OpenAI whistleblower who died was being considered as witness against company | OpenAI


Suchir Balaji, once upon a time OpenAI An engineer and whistleblower who helped build the artificial intelligence systems behind ChatGPT and later said he believed they violated copyright laws has died, according to his parents and San Francisco officials. He was 26.

Balaji worked at OpenAI for nearly four years before leaving in August. He was well-regarded by his colleagues in San Francisco, where the co-founder this week called him one of OpenAI’s strongest contributors, who was essential to developing some products.

“We are devastated to learn this incredibly sad news and our hearts go out to their loved ones at this difficult time,” said OpenAI.

Balaji was found dead in his San Francisco apartment on November 26 in what police said was “an apparent death. No evidence of foul play was found during the initial investigation. The state’s chief medical examiner confirmed the manner of death as suicide.”

His parents, Poornima Ramarao and Balaji Ramamurthy said they are still looking for answers, describing their son as a “happy, smart and strong young man” who loved to hike and had recently returned from a trip with friends.

Balaji grew up in the San Francisco Bay Area and first landed an AI research internship in the summer of 2018 while studying computer science at the University of California, Berkeley. A few years later he returned to work for OpenAI, where one of the first projects, called WebGPT, helped pave the way for ChatGPT.

“Contributions like this were essential to this project, and without it it wouldn’t have succeeded,” OpenAI co-founder John Schulman said on social media after Balaji’s memorial. Schulman, who recruited Balaji to his team, said what made him such an exceptional engineer and scientist was his attention to detail and ability to spot bugs or logical errors.

“He had a knack for finding simple solutions and writing neat code that worked,” Schulman wrote. “He would think carefully and rigidly through every matter.”

Balaji later moved on to organize the massive data of online literature and other tools used to establish GPT-4, the fourth generation model of OpenAI’s flagship language and the basis of the company’s famous chatbots. It was this work that ultimately led Balaji to build the technology in question, especially after newspapers, storytellers and others began suing OpenAI and other AI companies for copyright infringement.

He first raised his concerns with Theophrastus New Yorkwhich Balaji reported in October.

He later told the Associated Press that he would “testify” in the strongest prejudice cases and that the lawsuit brought by the New York Times last year was “very serious.” The Times lawyers named him to file in court on November 18 as someone who might have “unique and relevant” documents to the allegations that OpenAI’s own copyrights will be prejudiced.

His records were also sought by prosecutors in a separate case from the authors of a book owned by comedian Sarah Silverman, according to a court filing.

“It doesn’t feel right to engage in people’s data and compete with them in the marketplace,” Balaji told the AP in late October. “I don’t think you can do it. I don’t think you can do it right.”

He said the AP has gradually grown more involved with OpenAI, especially after internal turmoil that led to the firing of its board of directors and then the hiring of its CEO, Sam Altman, last year. Balaji said he was largely concerned about how his commercial products had been developed, including a tendency to spread false information known as hallucinations.
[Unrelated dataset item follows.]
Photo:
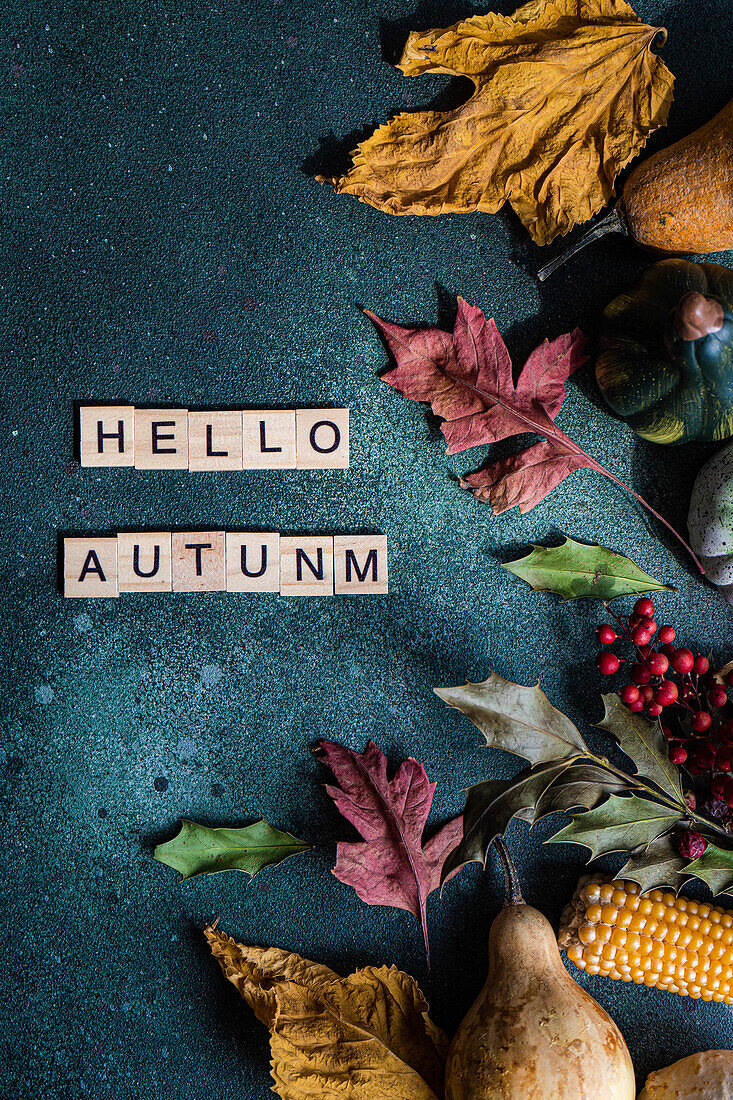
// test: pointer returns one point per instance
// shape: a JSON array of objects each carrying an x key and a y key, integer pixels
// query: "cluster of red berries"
[{"x": 677, "y": 686}]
But he said he was worried about “bags of problems” and put it on paper that he “can do something about it”.

He acknowledged that there is an unpopular opinion within the AI ​​research community that usually pulls data from the internet, but he said “they will have to change that over time.”

There was no deposition, and it is unclear how his revelations would be admissible in any legal proceedings after his death. He also published a personal blog post with his thoughts on the topic.

Schulman, who resigned from OpenAI in August, said he and Balaji coincidentally left on the same day and celebrated with his colleagues over dinner and drinks at a San Francisco bar. Another of Balaji’s leading advisors, co-founder and chief scientist Ilya Sutskever, had left OpenAI several months earlier, which saw Balaji’s exit another attack.

Schulman told him that Balaji had abandoned his OpenAI project earlier this year and that Balaji didn’t think better-than-human AI, that general artificial intelligence was “right around the corner, as the rest of the company seemed to believe.” The junior engineer expressed interest in getting a doctorate and exploring “some ideas about the beaten path of how to build intelligence,” Schulman said.

Balaji’s family said a memorial is planned for later this month at the Indian Community Center in Milpitas, California, not far from his hometown of Cupertino.

In the US, you can call or text the National Suicide Prevention Lifeline at 988, chat on 988lifeline.orgor text HOME to 741741 to connect with a crisis counselor. In the UK and Ireland, Samaritans They can be contacted on the freephone 116 123, or by email jo@samaritans.org or * jo@samaritans.ie. Australia’s crisis support service Lifeline it 13 11 14. Other international aids can be found befrienders.org

The Associated Press and OpenAI have a licensing and technology agreement allowing OpenAI access to a portion of the AP text archive.